Primeiro Comando da Capital surgiu em unidade de Taubaté.
(Imagem: Reprodução / Wikipedia)
Por Danilo Costa
O fechamento definitivo da antiga Casa de Custódia de Taubaté, conhecido presídio “Piranhão”, encerra um dos capítulos mais simbólicos e controversos da história do sistema prisional brasileiro.
A unidade, marcada por rebeliões, mortes e pela passagem de criminosos de notoriedade nacional, também ficou conhecida como o berço da facção criminosa Primeiro Comando da Capital (PCC), agora classificada pelos Estados Unidos como organização terrorista estrangeira.
Facção paulista “nasceu” em 1993
A desativação do complexo está prevista para começar em julho de 2026, após determinação ligada à Política Antimanicomial do Poder Judiciário.
A medida coincide com um novo capítulo envolvendo o PCC no cenário internacional: nesta quinta-feira (28), o governo norte-americano anunciou a inclusão da facção e do Comando Vermelho (CV) em sua lista de organizações terroristas estrangeiras.
Fundado em 1993 dentro da unidade prisional de Taubaté, o PCC surgiu inicialmente como um movimento organizado entre detentos após o massacre do Carandiru, episódio ocorrido em 1992 na capital paulista, que terminou com 111 presos mortos durante ação da Polícia Militar.
O grupo nasceu com o discurso de “união” entre presos e reivindicação por melhores condições no sistema penitenciário.
Influência do PCC nacionalmente e internacionalmente
Com o passar das décadas, porém, a organização ampliou seu poder dentro e fora das cadeias, consolidando influência no tráfico de drogas, armas e em crimes organizados em diversos estados brasileiros e até fora do país.
A Casa de Custódia de Taubaté teve papel central nesse processo.

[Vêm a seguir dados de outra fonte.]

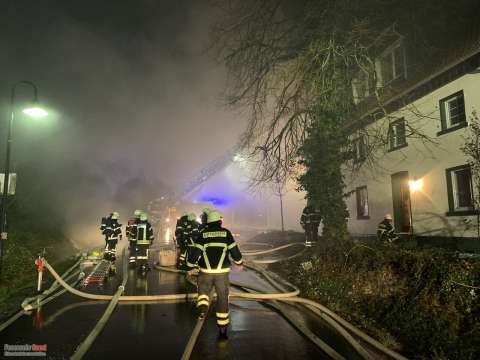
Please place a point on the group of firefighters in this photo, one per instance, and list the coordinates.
(311, 218)
(205, 248)
(139, 234)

Considerada uma das prisões mais rígidas de São Paulo, a unidade recebeu presos de alta periculosidade e se tornou símbolo do endurecimento do sistema carcerário paulista nas décadas passadas.
Nomes conhecidos passaram pelo presídio de Taubaté
Entre os nomes que passaram pelo local estão Marcola, apontado como principal líder do PCC; Francisco Costa Rocha, conhecido como Chico Picadinho;
e Pedro Rodrigues Filho, o Pedrinho Matador.
De acordo com o Tribunal de Justiça de São Paulo (TJ-SP), os internos que ainda permanecem na unidade serão encaminhados para estruturas vinculadas à Secretaria Estadual da Saúde, seguindo as diretrizes estabelecidas pelo Conselho Nacional de Justiça (CNJ).